Las purgas en la Iglesia también fueron frecuentes, de hecho en esos días se produjo la expulsión de España del obispo de Vitoria, doctor Múgica, sospechoso –sin razón para ello− de simpatizar con los nacionalistas vascos, añade Tuñón.
Pero aún hay más documentos que prueban que la Iglesia católica se puso desde el primer momento de lado de los militares sublevados. Por ejemplo los despachos del ministro de Portugal en Roma a su ministro de Asuntos Exteriores fechados el 24 y el 29 de julio, y el 11 de agosto, que demuestran la posición beligerante del Vaticano.
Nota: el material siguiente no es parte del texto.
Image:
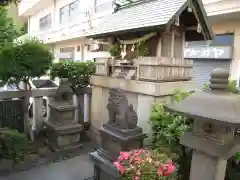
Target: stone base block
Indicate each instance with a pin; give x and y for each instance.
(115, 140)
(103, 168)
(63, 138)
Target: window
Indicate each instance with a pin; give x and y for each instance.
(67, 50)
(223, 39)
(64, 15)
(103, 5)
(69, 12)
(45, 22)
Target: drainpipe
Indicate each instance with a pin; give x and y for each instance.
(54, 13)
(28, 25)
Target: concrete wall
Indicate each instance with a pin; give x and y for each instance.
(231, 26)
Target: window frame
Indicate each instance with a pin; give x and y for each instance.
(70, 12)
(45, 22)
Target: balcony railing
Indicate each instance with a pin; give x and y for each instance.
(81, 27)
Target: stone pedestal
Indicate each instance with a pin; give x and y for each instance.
(119, 134)
(63, 132)
(215, 137)
(141, 94)
(207, 167)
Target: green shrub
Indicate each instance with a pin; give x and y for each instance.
(167, 128)
(23, 61)
(115, 50)
(78, 73)
(232, 87)
(13, 145)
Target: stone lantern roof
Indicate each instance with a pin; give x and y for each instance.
(216, 104)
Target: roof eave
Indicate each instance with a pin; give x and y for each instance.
(208, 34)
(115, 33)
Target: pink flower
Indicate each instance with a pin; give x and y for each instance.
(125, 155)
(167, 169)
(119, 167)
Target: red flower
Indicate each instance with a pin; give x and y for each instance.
(119, 167)
(125, 155)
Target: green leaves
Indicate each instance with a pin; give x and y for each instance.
(167, 128)
(78, 73)
(23, 61)
(13, 145)
(8, 31)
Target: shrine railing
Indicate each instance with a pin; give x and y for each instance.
(155, 69)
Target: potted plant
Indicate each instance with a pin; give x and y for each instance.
(143, 164)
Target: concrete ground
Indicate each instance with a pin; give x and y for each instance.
(78, 168)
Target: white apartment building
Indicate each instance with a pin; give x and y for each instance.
(64, 25)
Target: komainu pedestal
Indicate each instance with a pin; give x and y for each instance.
(121, 133)
(62, 131)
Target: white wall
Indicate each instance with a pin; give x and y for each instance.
(34, 19)
(74, 43)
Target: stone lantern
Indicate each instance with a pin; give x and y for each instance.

A la supuesta “aprensión” de Pío XI sobre la situación en España, reflejada en el telegrama del diplomático luso del día 24, sucedió que “los medios del Vaticano consideran la situación como muy peligrosa, sobre todo por la significación subversiva y por el gravísimo hecho de que el Gobierno [de la República] haya armado a todo el pueblo, obreros, campesinos, jóvenes y mujeres”, una versión parcial de los hechos que también se encuentra en el telegrama número 23, confidencial y reservado, del citado ministro portugués.
Por su parte, el 11 de agosto, siempre según el diplomático de Lisboa, “el Vaticano ha protestado con energía ante el Gobierno de Madrid contra el incendio de iglesias, asesinato de religiosos, violaciones y profanaciones de cadáveres realizados por los comunistas”. Pío XI finalmente acabó reconociendo al bando sublevado en junio de 1938. Como dato curioso, la guerra civil fue declarada una “yihad” antes que una cruzada, ya que el 19 de julio el Gran Visir del Protectorado invocó la guerra santa contra “los españoles sin Dios”. La ayuda de los ejércitos africanos iba a ser clave para el desenlace final de la contienda.​
Con todo, hubo que esperar al 1 de julio de 1937 para que el Episcopado suscribiera el primer documento oficial sobre el conflicto, la Carta Colectiva, en la que apoyaba la rebelión militar tras un año de guerra. Fechada ese mismo día, sin embargo no se hizo pública hasta el 10 de agosto. Aquello fue el acta notarial de intervención de la Iglesia en el campo de batalla, pero los obispos ya habían tomado partido por Franco, de facto, mucho antes.